In 1989, the mission was winding down — some staff was going to leave. And Sagan made a last-minute request to please, please, take this unique photo before the opportunity disappeared forever. The decision went to the top levels of NASA "because it was going to extend the mission in terms of imaging capability for an additional six months or so and that of course did cost money," explains Stone.
"I did get a visit from Carl Sagan. We talked about a lot of things. And somewhere in that conversation he mentioned this idea," recalls the then-head of NASA, retired Vice Adm. Richard Truly. "I thought, heck, with Voyager so far away, if it could turn around and take a picture of the different planets including the Earth, that that would really be cool. And so I was a great advocate of it, although I can't take any credit for it."

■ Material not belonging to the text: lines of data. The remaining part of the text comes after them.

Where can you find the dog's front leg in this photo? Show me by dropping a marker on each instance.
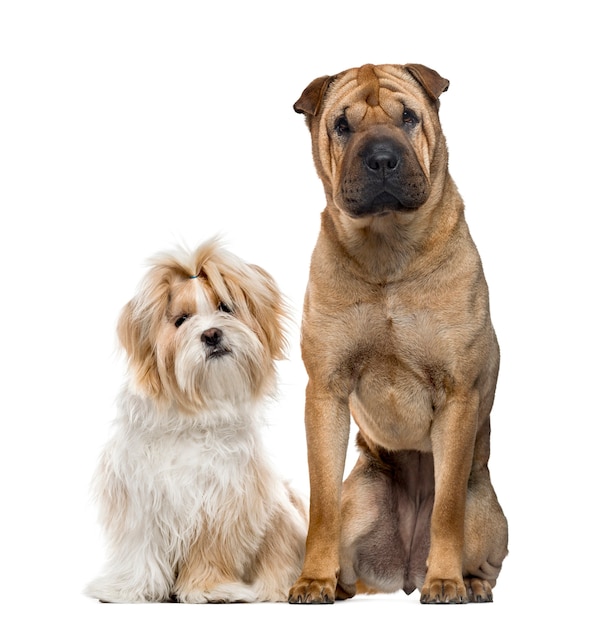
(452, 439)
(327, 424)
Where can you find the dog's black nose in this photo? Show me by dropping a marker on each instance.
(211, 336)
(382, 159)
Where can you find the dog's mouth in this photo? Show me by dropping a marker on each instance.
(382, 204)
(217, 352)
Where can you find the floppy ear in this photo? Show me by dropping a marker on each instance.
(137, 329)
(312, 97)
(433, 84)
(269, 309)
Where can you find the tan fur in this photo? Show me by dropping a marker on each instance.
(191, 507)
(396, 330)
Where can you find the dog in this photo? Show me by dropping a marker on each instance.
(192, 509)
(396, 331)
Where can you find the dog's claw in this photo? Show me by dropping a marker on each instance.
(311, 591)
(444, 591)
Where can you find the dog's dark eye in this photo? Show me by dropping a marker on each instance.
(179, 321)
(341, 126)
(409, 117)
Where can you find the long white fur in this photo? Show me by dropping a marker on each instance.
(170, 482)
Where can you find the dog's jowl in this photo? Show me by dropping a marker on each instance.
(397, 332)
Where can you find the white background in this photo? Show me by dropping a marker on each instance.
(126, 127)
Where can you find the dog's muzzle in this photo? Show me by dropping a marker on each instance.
(384, 176)
(212, 339)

In 1990, late on Feb. 13 — or on Valentine's Day, in the time zone used by the Voyager 1 team — the spacecraft turned its cameras to Earth.
A Relatively Tiny Object In The Vastness Of Space
Later, the image was released to the world to great fanfare. But it never really captured the popular imagination like the famous Apollo images.
"I think it was hard — it's still hard — to get really your head around the fact that our solar system is so immense, compared to Earth," says Stone.
To get the full impact of this photo, Stone says, you really have to see it up on a wall, as part of large panorama that Voyager 1 took of the solar system's distant planets.
NASA's Jet Propulsion Lab used to have just such a display with the full mosaic of photos posted up in an auditorium, says Hansen-Koharcheck. "And to show the whole thing it covered, oh, I don't know, 12 or 14 feet," she says — of mostly empty black space, with just a few pinpricks of light showing the planets. One of them was labeled Earth.
"One of the guys that took care of that display told me one time that he was forever having to replace that picture," says Hansen-Koharcheck, "because people would come up to look at it and they would always touch the Earth."
Voyager 1 is now about three times farther away than it was 20 years ago, says Stone. The spacecraft still routinely phones home, although its cameras no longer take photos. But if it could send back another picture, the little dot that is Earth would look even fainter and even smaller.